Inside the cabin a weary man laid down his pen, and then, whatever was lurking in the gutters of his soul, perhaps disturbed by his confession, stirred and raised its head. Time was reeled back, moments were searched, and replayed. Shapes swirled into pastel colors. His screams of resistance were twisted into squeals.

He was back in his father’s vacation home standing on the edge of the lawn. His father was sitting in a folding chair in the shade of the patio. They were drinking beer, and talking about women, sharing their triumphs and failures. And, then, he’d been bitten and rammed into Hell. The invader raped his conscious, squeezed him behind a door and slammed it shut, then glued his eye to the pinhole.

He watched himself slamming his father to the ground, pounding his head until the tiles cracked and broke, thus ending all resistance so he could slash his neck to drink his blood. The memory of that warmth flowing into his chest drove an ice pick into his heart.

He was yanked back. His pulse quickened; he had sensed a life. Moaning, he fought against the beginning of the metamorphosis. The trance overpowered. With a rush, details intruded. The sound of footsteps on soft soil and the rapid beating of a heart high on adrenaline pounded into his ears. He climbed onto the sill above the door and put his hands against the rafters.

Jason approached the cabin. Crouching to the window, he pressed his ear to the wall. Hearing nothing, he peered inside and saw two beds, a table, and two chairs.
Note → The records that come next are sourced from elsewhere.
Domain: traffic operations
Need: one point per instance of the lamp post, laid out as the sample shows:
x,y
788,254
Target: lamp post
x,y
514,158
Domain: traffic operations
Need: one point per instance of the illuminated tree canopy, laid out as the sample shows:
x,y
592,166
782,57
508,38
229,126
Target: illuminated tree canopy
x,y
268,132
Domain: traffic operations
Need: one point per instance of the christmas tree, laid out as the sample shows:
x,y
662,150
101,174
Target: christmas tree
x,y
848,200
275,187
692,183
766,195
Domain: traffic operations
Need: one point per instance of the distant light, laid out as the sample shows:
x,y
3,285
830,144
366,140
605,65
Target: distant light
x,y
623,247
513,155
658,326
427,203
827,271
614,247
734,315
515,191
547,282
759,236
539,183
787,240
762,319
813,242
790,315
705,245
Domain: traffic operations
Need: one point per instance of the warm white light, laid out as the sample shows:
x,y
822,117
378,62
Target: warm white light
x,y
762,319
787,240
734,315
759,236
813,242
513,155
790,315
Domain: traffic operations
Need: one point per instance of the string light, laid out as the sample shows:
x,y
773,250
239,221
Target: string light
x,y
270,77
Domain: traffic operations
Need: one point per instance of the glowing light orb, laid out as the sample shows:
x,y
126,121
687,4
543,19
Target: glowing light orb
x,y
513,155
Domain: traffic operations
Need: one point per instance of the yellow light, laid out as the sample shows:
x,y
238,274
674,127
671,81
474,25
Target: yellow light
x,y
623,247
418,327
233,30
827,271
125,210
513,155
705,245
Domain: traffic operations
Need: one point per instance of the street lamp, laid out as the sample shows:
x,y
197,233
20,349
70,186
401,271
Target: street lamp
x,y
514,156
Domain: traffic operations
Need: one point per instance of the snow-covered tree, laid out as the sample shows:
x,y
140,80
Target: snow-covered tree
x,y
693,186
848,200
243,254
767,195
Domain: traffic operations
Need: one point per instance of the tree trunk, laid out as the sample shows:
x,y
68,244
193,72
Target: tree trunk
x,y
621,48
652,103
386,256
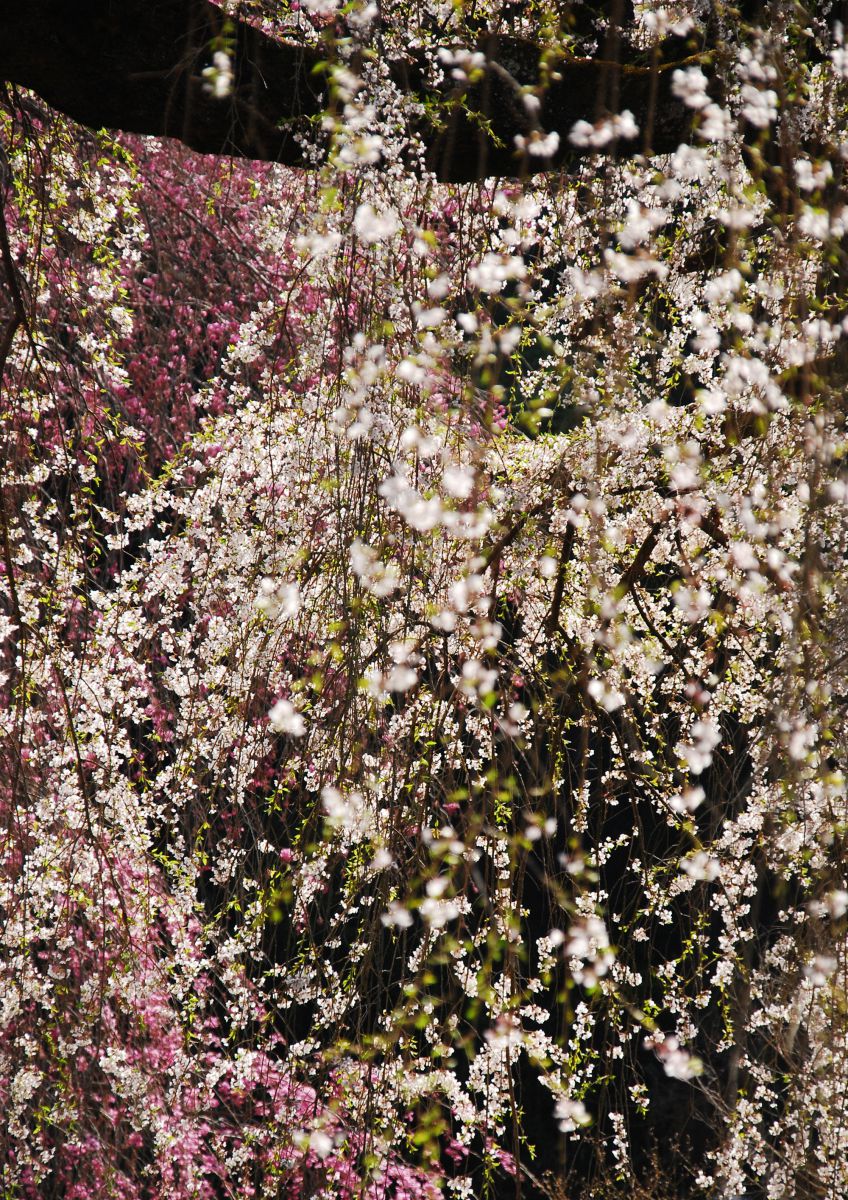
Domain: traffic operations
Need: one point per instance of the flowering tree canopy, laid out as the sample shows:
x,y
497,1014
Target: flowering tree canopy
x,y
422,601
144,69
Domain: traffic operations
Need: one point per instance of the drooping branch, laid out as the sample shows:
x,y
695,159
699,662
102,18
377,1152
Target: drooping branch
x,y
137,66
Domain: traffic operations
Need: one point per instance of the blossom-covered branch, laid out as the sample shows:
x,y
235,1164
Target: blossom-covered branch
x,y
180,69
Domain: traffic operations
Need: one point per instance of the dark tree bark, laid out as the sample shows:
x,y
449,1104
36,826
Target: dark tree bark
x,y
136,65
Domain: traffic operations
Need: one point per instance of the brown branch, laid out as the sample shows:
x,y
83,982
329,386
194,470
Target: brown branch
x,y
137,66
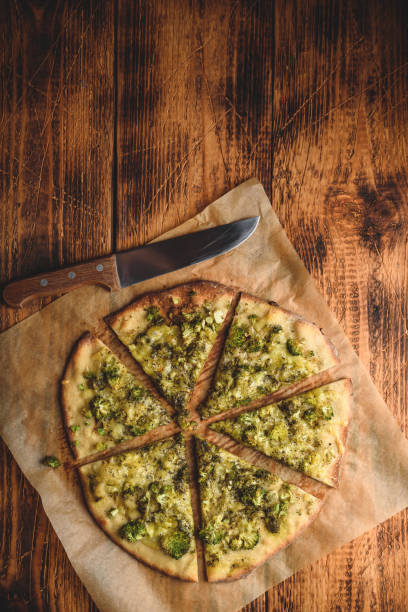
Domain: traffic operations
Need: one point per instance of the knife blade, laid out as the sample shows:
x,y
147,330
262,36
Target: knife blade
x,y
130,267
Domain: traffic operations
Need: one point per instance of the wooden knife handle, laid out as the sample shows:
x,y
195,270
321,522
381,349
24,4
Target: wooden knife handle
x,y
100,271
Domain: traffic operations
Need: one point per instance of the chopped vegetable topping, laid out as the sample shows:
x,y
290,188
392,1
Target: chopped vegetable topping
x,y
121,406
149,489
302,432
263,352
133,531
176,544
51,461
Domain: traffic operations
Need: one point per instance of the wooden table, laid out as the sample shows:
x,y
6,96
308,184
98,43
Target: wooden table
x,y
122,118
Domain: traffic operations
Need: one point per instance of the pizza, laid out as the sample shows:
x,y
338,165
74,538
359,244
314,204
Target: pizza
x,y
171,333
267,348
102,402
247,513
141,499
307,432
141,496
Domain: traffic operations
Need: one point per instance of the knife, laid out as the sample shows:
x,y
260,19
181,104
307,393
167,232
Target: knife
x,y
130,267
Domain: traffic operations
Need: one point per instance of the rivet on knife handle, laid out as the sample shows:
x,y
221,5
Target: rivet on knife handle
x,y
101,271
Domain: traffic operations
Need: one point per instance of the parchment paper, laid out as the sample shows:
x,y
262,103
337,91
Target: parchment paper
x,y
32,357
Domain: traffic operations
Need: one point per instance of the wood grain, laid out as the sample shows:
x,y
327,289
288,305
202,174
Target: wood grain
x,y
159,107
57,101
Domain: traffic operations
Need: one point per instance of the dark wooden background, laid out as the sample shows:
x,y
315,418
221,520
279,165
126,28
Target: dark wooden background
x,y
122,118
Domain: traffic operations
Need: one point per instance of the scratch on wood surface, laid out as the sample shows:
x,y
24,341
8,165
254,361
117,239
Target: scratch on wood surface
x,y
227,172
241,121
183,162
316,91
64,26
360,93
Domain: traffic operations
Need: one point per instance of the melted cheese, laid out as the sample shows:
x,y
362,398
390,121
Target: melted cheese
x,y
267,348
108,404
246,512
173,347
304,431
149,485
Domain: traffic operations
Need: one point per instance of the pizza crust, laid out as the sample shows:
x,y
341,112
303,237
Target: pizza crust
x,y
128,321
268,545
310,331
131,318
185,568
74,400
71,398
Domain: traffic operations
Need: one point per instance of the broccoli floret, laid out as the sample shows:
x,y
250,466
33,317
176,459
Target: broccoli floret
x,y
245,541
51,461
176,543
253,345
136,393
111,372
132,531
211,534
153,315
327,412
236,336
272,523
251,494
293,347
279,432
311,417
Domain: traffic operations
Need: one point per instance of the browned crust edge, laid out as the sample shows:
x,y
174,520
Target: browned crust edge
x,y
330,345
86,338
101,524
334,473
161,299
335,470
245,571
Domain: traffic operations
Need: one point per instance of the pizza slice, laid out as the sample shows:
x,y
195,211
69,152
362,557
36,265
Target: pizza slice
x,y
267,348
247,513
171,333
306,432
141,499
102,402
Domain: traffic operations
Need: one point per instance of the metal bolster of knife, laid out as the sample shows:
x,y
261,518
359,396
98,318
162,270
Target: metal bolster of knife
x,y
100,271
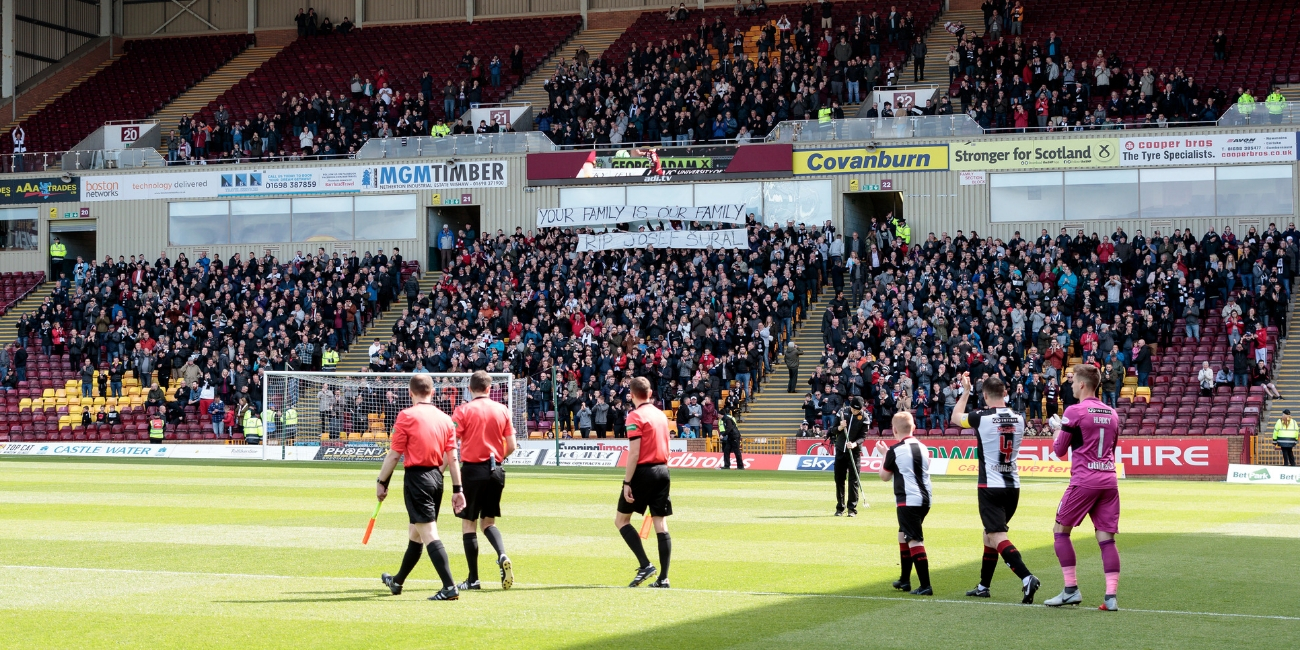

He leaned his rifle against the wall, took out a pistol, and stepped to the door.

The vampire trembled with anticipation and pressed himself against the wall. Saliva drooled down his chin and spattered onto the wooden floor.

Jason gripped the door handle, and turned it, cracking open the door. He stepped back and gave a powerful kick. The door flung open. Jason jumped inside. The vampire roared and leapt down, dropping onto Jason’s back. They crashed against a chair. Jason fell onto the floor on his side. Instinctively, he rolled. Face to face, they snarled. Jason pressed his gun against the vampire. The bullet ripped through flesh and bones. The vampire rose screaming. A mix of glee and disgust overwhelmed Jason as he pulled the trigger again and again.

Merle heard the shots, and, with Sandy on her back, ran to the cabin. She pulled out her pistol and cocked it.

A searing bolt of pain streaked up Jason’s left arm. He saw bubbles of blood bursting from a cut. A pungent smell of vinegar invaded his nostrils. He turned his head away, and saw the letter on the table. Reading it, he understood his fate. It slipped from his hand and see-sawed down to land on the bloody chest of the dead vampire. His vision blurred then came into sharp focus. The reach of his senses exploded. He felt two lives approaching. Jason raised the gun against his head. He fired.